Affirmed as modified.
HARTEN, Judge (concurring in part and dissenting in part).
I concur with the court to the extent of its affirmance; but because the court stretches beyond the factual record to modify its affirmance, I respectfully dissent from the modification.
This case was presented to the district court upon formal Stipulation of Facts, which states, among other things, that
[t]he parties agree that the stipulated facts and exhibits are sufficient to form a basis for a judicial determination of the respective rights of the parties herein and that no additional facts or evidence will be filed, submitted nor argued to the Court. (Emphasis added).
Nowhere in the stipulation of facts or exhibits is there mention of the amount of attorney fees and costs of collection for the future medical expenses included in the minor settlement. It is obvious why the district court did not consider the issueit was purposefully not presented to the district court. As appellant's counsel indicated at oral argument, not raising the issue in the district court, or on appeal, was a deliberate choice undertaken as a matter of litigation strategy. We routinely decline to address issues for the first time on appeal. See Thiele v. Stich, 425 N.W.2d 580, 582 (Minn. 1988) (appellate court reviews only issues presented to and considered by district court).
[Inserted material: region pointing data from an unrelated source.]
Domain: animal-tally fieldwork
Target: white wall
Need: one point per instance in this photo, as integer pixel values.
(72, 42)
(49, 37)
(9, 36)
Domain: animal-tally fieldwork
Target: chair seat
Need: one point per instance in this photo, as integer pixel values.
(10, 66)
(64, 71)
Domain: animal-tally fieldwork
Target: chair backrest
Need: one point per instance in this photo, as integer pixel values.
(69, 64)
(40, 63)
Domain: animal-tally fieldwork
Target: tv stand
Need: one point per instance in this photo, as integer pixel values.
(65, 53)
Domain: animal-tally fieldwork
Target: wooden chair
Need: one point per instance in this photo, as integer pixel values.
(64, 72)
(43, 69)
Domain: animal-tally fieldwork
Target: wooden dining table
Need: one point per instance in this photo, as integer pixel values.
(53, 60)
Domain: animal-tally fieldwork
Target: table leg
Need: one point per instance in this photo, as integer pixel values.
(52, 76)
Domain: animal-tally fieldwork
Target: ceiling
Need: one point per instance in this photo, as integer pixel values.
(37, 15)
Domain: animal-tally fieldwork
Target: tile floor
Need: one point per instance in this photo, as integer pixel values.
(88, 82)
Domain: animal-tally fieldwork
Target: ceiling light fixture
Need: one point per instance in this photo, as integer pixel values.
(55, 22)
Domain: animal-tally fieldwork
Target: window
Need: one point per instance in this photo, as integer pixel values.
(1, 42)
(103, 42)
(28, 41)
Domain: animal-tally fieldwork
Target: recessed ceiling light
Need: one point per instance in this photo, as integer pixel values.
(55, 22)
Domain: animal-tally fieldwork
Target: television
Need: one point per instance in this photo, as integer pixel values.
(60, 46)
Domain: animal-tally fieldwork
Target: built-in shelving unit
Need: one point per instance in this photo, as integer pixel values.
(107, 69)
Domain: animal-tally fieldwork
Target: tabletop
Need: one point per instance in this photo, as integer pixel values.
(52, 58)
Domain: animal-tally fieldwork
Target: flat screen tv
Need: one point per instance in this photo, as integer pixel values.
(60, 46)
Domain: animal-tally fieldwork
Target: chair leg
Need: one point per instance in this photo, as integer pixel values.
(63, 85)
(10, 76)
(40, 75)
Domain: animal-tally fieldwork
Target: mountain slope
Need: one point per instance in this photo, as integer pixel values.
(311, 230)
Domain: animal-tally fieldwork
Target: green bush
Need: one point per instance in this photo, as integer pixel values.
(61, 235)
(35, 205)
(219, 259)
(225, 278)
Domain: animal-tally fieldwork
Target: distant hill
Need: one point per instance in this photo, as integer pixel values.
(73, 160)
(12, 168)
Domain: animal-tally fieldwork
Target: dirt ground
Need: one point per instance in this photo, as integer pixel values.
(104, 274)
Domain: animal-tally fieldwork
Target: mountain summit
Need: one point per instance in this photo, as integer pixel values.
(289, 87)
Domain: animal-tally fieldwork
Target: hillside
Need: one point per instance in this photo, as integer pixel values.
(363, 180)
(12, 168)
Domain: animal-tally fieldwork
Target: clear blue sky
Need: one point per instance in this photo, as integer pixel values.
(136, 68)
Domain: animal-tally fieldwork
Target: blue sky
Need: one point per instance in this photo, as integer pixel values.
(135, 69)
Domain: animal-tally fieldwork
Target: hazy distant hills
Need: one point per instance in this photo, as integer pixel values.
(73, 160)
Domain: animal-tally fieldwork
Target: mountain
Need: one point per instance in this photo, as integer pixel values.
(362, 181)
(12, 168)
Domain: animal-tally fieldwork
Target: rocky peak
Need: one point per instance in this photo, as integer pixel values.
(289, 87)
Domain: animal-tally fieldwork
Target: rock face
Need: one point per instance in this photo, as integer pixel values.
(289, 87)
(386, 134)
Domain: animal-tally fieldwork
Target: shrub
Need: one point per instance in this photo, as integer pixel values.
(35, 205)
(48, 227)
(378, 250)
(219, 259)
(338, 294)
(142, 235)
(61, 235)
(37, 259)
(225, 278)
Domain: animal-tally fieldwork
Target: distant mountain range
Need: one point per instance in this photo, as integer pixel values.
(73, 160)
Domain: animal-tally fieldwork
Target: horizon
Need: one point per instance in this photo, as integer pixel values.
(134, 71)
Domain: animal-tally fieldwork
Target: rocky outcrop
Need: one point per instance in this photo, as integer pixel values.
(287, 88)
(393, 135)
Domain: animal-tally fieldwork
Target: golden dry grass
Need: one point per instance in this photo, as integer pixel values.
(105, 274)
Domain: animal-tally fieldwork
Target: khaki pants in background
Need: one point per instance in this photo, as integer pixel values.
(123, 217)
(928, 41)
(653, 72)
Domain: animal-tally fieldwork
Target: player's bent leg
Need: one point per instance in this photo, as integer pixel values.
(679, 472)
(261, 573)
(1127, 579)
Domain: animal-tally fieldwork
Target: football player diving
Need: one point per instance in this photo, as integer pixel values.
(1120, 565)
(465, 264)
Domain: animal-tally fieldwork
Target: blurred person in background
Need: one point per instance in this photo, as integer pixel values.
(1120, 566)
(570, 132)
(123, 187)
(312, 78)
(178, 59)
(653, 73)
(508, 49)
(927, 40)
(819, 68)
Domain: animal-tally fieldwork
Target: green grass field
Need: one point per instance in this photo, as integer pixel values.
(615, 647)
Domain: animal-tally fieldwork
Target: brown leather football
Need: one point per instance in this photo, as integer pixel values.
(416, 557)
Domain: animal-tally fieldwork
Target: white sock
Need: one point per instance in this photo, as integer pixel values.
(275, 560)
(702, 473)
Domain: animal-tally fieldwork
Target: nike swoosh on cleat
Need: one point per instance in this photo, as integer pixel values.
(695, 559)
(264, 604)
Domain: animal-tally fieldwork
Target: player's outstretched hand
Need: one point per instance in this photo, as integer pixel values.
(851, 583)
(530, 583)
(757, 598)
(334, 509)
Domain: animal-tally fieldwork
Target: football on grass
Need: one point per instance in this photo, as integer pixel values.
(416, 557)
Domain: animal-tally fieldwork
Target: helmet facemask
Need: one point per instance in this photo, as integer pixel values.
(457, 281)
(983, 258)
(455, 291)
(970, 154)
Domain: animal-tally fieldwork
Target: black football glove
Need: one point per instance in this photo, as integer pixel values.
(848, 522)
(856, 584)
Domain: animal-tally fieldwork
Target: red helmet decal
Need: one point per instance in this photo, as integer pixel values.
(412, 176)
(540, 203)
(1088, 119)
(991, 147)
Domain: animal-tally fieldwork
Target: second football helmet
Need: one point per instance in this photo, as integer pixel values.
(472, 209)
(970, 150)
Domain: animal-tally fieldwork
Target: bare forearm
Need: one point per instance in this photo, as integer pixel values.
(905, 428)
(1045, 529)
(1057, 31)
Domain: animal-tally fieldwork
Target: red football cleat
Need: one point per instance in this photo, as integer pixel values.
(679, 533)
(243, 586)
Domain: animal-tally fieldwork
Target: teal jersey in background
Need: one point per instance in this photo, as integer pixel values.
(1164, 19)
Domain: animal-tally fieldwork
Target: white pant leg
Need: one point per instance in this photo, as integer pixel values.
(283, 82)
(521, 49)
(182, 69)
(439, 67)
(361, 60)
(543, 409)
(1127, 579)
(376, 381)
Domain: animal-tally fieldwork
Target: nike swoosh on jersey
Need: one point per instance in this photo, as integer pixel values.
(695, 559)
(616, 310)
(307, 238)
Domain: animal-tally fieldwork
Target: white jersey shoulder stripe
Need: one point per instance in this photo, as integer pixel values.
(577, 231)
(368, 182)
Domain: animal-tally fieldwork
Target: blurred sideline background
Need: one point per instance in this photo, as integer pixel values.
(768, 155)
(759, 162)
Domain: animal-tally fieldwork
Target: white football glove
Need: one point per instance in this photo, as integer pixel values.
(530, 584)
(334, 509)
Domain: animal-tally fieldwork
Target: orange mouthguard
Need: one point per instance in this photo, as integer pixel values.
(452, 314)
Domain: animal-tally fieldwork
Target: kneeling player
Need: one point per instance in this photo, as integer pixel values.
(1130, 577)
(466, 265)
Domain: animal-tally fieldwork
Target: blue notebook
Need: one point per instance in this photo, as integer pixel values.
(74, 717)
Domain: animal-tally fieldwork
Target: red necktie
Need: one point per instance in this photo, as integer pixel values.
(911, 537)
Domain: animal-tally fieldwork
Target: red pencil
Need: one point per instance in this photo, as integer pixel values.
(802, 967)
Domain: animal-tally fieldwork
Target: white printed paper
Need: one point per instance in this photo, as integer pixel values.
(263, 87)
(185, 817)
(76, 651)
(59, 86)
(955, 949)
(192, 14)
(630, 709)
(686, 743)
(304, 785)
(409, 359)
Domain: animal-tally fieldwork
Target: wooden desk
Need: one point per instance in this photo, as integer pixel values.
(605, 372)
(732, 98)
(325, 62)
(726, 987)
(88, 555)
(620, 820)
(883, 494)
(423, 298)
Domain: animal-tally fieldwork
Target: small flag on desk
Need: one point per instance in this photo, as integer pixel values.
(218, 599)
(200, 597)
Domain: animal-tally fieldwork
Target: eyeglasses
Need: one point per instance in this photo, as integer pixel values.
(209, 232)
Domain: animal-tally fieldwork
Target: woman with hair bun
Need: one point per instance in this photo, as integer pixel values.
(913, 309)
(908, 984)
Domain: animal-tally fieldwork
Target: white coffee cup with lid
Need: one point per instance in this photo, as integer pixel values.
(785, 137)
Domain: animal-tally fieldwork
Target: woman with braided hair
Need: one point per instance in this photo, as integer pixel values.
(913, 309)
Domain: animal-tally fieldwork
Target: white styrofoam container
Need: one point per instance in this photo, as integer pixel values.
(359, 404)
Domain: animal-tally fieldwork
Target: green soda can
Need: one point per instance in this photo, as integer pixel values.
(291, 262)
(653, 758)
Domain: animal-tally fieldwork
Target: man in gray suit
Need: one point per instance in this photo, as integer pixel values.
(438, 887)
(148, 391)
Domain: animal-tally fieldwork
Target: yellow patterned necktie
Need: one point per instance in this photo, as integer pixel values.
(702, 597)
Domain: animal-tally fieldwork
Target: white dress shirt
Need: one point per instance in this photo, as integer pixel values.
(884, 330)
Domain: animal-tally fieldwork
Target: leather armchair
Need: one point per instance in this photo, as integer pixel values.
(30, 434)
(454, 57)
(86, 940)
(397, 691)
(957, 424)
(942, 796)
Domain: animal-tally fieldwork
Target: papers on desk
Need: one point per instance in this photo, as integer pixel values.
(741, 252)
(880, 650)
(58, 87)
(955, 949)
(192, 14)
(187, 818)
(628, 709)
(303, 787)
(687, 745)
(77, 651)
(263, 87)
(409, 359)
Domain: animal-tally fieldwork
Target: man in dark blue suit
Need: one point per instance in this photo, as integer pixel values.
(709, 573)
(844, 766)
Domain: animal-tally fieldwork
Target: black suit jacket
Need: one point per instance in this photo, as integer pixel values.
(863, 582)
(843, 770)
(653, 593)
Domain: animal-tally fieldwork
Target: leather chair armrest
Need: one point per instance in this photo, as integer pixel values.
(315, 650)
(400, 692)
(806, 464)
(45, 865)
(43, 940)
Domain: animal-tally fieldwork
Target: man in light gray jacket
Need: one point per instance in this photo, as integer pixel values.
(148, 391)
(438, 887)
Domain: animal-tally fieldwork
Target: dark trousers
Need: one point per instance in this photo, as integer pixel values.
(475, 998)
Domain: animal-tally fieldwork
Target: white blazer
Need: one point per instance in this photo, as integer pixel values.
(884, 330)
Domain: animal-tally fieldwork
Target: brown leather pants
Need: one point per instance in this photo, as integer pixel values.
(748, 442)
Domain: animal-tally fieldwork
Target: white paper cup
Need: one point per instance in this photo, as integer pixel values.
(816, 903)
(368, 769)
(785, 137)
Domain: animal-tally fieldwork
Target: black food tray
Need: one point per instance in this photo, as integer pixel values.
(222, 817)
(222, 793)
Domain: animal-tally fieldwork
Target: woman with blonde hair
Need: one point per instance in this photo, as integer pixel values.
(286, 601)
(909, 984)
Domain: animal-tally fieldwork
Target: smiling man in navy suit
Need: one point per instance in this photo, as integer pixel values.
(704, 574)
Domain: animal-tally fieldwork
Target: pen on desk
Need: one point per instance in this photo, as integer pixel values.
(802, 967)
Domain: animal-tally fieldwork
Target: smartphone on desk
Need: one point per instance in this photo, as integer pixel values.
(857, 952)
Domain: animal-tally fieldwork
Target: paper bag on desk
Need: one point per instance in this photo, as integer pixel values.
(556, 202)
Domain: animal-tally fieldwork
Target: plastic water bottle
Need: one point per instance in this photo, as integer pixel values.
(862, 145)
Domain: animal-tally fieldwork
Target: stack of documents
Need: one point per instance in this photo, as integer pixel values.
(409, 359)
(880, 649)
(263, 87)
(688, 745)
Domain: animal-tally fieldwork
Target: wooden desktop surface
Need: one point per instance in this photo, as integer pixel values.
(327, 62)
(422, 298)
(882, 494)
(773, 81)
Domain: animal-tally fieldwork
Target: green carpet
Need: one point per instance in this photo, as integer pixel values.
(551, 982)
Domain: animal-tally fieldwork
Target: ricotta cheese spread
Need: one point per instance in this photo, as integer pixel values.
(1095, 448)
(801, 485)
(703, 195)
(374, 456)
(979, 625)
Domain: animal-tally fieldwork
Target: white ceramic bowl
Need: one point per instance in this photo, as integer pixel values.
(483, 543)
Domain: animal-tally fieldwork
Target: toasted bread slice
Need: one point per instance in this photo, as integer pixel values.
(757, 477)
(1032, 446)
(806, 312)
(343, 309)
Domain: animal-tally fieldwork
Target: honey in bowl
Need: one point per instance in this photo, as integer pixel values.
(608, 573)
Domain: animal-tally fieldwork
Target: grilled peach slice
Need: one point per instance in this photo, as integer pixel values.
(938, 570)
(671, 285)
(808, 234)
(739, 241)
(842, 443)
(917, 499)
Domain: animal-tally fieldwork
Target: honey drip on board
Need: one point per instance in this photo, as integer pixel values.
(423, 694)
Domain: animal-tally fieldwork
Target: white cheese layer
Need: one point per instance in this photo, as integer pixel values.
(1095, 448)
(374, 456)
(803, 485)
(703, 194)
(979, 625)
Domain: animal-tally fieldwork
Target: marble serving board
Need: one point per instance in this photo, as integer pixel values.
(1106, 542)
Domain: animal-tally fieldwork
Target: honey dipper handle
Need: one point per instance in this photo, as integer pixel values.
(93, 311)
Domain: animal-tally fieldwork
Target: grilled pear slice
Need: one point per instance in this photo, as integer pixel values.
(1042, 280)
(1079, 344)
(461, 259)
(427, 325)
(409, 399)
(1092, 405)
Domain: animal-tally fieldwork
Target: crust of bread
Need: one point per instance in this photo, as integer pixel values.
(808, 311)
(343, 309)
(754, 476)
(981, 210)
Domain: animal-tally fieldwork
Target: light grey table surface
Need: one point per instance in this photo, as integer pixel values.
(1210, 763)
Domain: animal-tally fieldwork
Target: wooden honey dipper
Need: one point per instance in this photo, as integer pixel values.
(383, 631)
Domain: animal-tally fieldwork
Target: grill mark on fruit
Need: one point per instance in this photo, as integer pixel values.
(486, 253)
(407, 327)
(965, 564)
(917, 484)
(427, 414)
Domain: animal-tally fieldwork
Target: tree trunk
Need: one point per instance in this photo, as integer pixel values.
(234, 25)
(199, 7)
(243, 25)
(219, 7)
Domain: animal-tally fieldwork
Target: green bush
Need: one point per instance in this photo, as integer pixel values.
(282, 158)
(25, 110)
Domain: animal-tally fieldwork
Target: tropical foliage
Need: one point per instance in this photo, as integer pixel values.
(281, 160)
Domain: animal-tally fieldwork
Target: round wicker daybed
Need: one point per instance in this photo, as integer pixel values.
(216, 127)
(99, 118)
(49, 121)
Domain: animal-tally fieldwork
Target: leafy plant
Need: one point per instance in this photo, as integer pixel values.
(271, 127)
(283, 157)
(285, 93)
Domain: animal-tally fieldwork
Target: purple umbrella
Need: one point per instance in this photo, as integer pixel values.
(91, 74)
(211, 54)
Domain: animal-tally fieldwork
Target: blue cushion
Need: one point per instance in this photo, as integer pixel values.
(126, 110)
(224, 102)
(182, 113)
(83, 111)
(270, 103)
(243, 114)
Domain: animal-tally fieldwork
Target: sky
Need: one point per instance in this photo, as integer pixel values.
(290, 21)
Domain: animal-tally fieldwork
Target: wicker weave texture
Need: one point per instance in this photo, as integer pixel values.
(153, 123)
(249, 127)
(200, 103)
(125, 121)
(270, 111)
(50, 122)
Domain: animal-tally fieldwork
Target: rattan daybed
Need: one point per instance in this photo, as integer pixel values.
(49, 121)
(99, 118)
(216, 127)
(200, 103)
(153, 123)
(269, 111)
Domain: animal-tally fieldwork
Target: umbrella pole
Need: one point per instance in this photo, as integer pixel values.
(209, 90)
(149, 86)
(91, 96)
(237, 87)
In its opinion, the court indicates that the parties fully addressed the issue to our satisfaction. In fact, the issue was introduced and addressed at oral argument by pointed questions from the bench. At no time did counsel agree to extend the stipulated record.
Because the court modifies on an issue that was neither considered in the district court, nor raised or briefed on appeal, I would affirm the district court judgment in its entirety.
Dated: 15 January 1998
James C. Harten
 Although the legislature and the courts use the term subrogation, the right of recovery lies against the insured and stems from equitable concepts, rather than from tort. Milbrandt v. American Legion Post, 372 N.W.2d 702, 705 n. 2 (Minn. 1985).
 The parties do not dispute the district court's finding that LeBeau's settlement included the $9,000 for his daughter's expected surgery expenses.
 See Watson v. United Servs. Auto. Ass'n, 566 N.W.2d 683, 687-88 (Minn. 1997) (new issue may be addressed on appeal when no possible advantage or disadvantage to either party in not having had a prior ruling by the trial court on the question because issue is plainly decisive of entire controversy on its merits; issue is a novel, legal issue of first impression; and issue is not dependent on new or controverted facts) (emphasis omitted).